Vanity Fair reported that the device was originally created as a fictional movie prop for Kevin McCallister, but overwhelming demand from children prompted Tiger Electronics to turn it into a real product. Its voice-recording and playback features let kids prank friends and create skits, helping make it one of the decade’s must-have holiday gifts.
However, as with other popular devices of the ’90s, the Talkboy dropped out of favor as technology evolved. Eventually, smartphones consolidated the functions of tech like voice recorders, MP3 players, and cameras into a single device.

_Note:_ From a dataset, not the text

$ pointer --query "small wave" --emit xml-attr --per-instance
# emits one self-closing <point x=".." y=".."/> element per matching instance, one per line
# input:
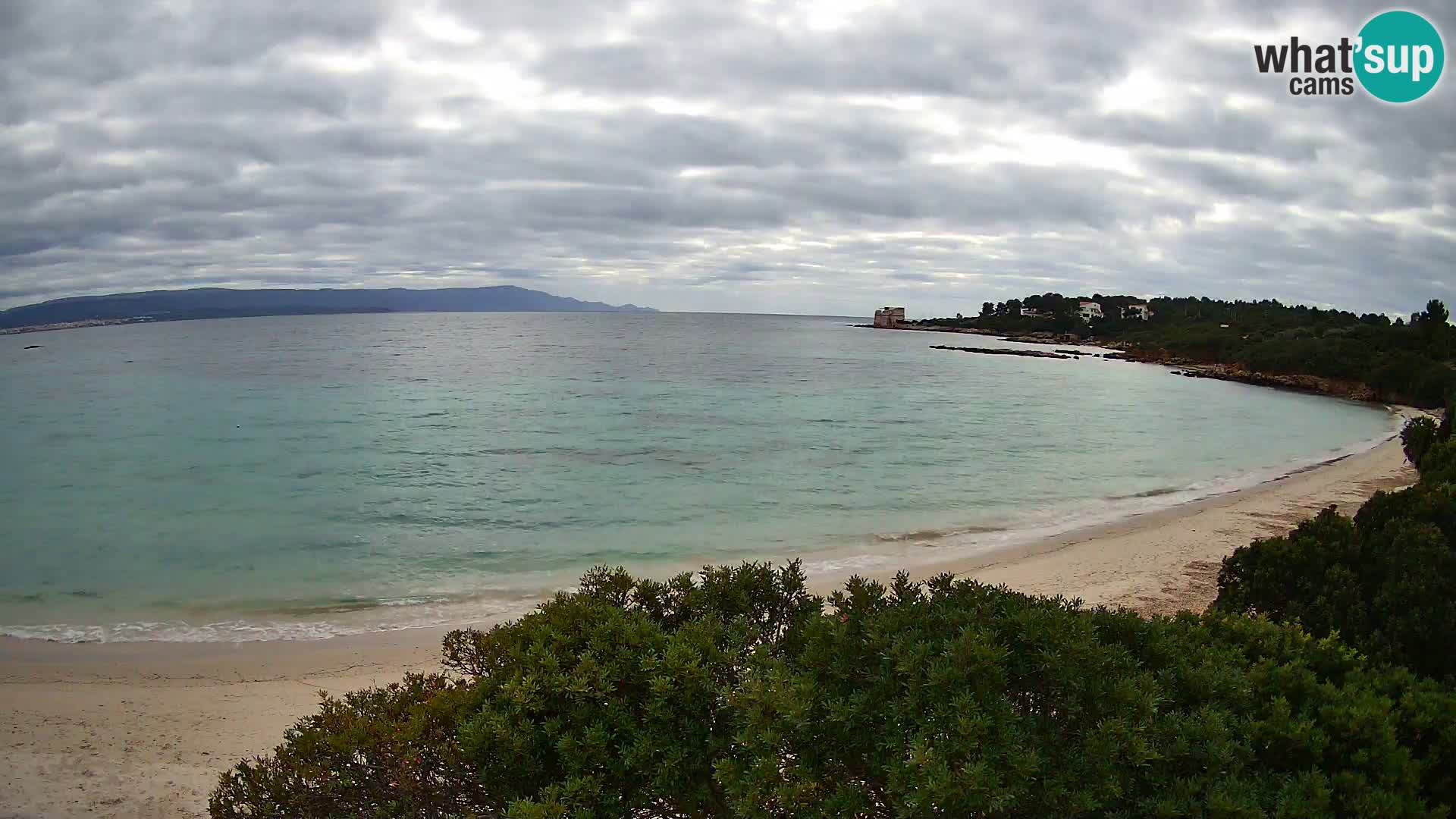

Today, the Talkboy survives mostly as a collector’s item, although some companies are creating new versions, such as the Texas-based Brand New Noise, which makes wooden voice recorders that distort and loop audio with simple, kid-friendly controls.
Beepers
Before texting and smartphones became ubiquitous, pagers — or beepers — were one of the fastest ways to stay connected.
During the 1980s and 1990s, doctors, emergency workers, business professionals, and teenagers relied on the pocket-sized devices. They developed pager codes that used numbers to convey quick messages before text messaging made it possible. (See: “143,” which meant “I love you” because the words contain one, four, and three letters.)
Their popularity waned with the rise of cell phones, but pagers never disappeared entirely.
CBS News and Reuters reported that some hospitals and emergency services still use them because pager networks can remain reliable during disasters and service outages.
Landlines
Despite quirks that seem unimaginable to younger generations today — being tethered to a wall, potentially spied on by your family, and picking up before knowing who was calling — the landline ruled communication for much of the 20th century.
By the 1990s, cordless phones and caller ID had become common in American homes.
But in the 2000s, as mobile phones became cheaper and more practical, the landline’s dominance faded. According to the CDC’s 2024 National Health Interview Survey, nearly 79% of US adults live in wireless-only households, indicating that many Americans have abandoned landlines in favor of mobile phones.
Still, some people are returning to them, or at least romanticizing them. Many Gen Zers and millennials are pushing back against constant connectivity by “bricking” their cell phones — that is, blocking some apps and websites — and spending more time on offline hobbies instead. After all, one beauty of the landline was that, if you weren’t home, you couldn’t be reached.